I just got accepted to a PhD in deep learning at IFPEN. I will work there for the 3 next years, it’s a French research & innovation institute focused on energy problems. My doctorate school will be Paris-Saclay.
The thesis is focused on the usage of deep learning (which is a mix of computer science and applied math) on analytical chemistry. We’ll use these tools to solve real-life energy issues, such as characterization for biomass and helping plastic recycling process.
## What will you learn in this document?
- What brings me in the research industry?
- The process of recruitment I’ve been through
- What I could extract from this process
## What brings me in the research industry?
I must tell you that I was never the typical “good student”, in fact, I barely pass everything until getting into a computer-science in 2018 at 24 years old and finally being interested by my studies. In 2020, I joined a master’s degree to specialized in data-science. The purpose of this degree was to help me solve upcoming industrial problems. During my master, I did an apprenticeship on a chemical company: Arkema, they were very interested in my experience in chemistry and wanted me to work on industrial projects.
As a Software Engineer Apprentice for Arkema, I worked on distributed web and data-science applications. I spend my first 3-months of apprenticeship to build and deploy a machine learning powered software… It analyzed timeseries data and predict the arrival of a chemical reaction event.
During the rest of the first year, I had so many ideas about this project and wanted very much to improve it. My manager introduces me to people interested in this project and let me take time to work on new prototypes. This is where I met 2 researchers from our R&D team, we discussed about potential new evolution. I also took a lot of time outside my work to build personal data-science side-project. I was focused on timeseries analysis, reinforcement learning and natural language processing. I wanted to understand decision-making and text-analysis algorithms.
During the second year, I started to understand better how big-data and huge infrastructure works. I realized it was a huge part of the engineer job and I quite liked it, but I did not want to focus too much time on this. I rather wanted to focus on business problems.
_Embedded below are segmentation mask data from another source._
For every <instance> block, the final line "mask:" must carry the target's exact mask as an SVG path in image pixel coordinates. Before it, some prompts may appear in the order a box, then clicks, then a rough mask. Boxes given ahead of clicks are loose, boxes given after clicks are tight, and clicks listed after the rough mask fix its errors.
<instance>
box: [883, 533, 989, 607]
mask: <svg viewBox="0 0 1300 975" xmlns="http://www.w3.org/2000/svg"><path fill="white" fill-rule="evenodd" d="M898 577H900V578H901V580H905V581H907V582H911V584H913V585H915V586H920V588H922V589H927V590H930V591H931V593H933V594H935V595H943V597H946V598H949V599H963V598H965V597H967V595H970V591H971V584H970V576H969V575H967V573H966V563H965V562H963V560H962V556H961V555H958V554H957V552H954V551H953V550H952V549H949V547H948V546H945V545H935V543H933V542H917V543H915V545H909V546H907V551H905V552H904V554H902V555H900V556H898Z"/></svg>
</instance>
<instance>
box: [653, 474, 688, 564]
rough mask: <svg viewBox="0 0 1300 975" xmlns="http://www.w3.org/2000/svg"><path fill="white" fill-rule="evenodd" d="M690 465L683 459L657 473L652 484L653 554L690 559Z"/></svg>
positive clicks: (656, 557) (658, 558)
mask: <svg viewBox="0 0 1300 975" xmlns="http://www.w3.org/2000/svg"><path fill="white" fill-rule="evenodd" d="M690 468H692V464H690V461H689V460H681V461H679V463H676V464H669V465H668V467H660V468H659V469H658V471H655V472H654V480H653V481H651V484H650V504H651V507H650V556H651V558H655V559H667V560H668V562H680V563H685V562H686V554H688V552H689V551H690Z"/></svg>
My fellow coworker in R&D where very interested by the passion I put into my projects, they started to share their knowledge and imagine new possible projects. I realized during this period that, I had a lot of interest in R&D and innovation. At the same time, I liked engineering, but I preferred to work on innovation. I applied to a couples of Data-Scientist job and got rejected every time (while getting between 5 and 10 offers for Data-Engineer job per week)...
Most of the reason I received where “lack of experience”, or “we found better suited candidate”. Still, I continued my journey through data-science. A few months later, my coworkers from R&D came to me with a thesis subject. I instantly got charmed. It was scary but passionate, I applied, the institute proposed me a few interviews and accepted my application.
## The process of recruitment I’ve been through
This process of recruitment greatly differs from what I was used to. I had 3 interviews during which I saw 6 people. Each interview had very specific goals.
Here are what we discussed about:
- The first meeting was oriented around technics and science. It’s the moment where I met my thesis director and my supervisor. For 10 minutes I explained a paper they gave me to analyze, we talked about the paper and my analysis, the thesis, my interest in it and the institute. This took for about an hour and a half.
- The second was about writing, professional independence, and ability to fit on various work environments. This took half an hour.
- The third was about personal overview and insight, we talked about how I am learning, thinking. The interviewer wanted to make sure I had a true opinion about the research industry and was curious about my intellectual interests. We also talked about time management, path, failure, success, and humility. That was very interesting but unexpected, that was weird, but I had the impression it was necessary. This took an hour.
I assume these interviews where crafted to make sure the candidate is chosen not only by his technical skills but also by his ability to share and communicate effectively with other human being.
## What I could extract from this journey and hope to see in the future
For a long time, I thought PhD Doctors stood as strange Super Engineers. It’s not.
They build knowledge, not things. To build knowledge, they use tools like math, chemistry, physics, software development, psychology, etc. Compared to engineers, they spent much more time mastering these tools so that they can go beyond the obvious and spot the little details that make the difference. This helps PhD to build something that doesn’t already exist. It seems the “duty” of a researcher is to use its tools, to generate new knowledge.
I hope to spend 3 years sharpening my science skills, improving my speaking, and writing skills, as well as learning new ways of thinking, and solving passionate problems. I have a great will on the future to generate new knowledge and focus on building things that doesn’t already exist to work our upcoming problems.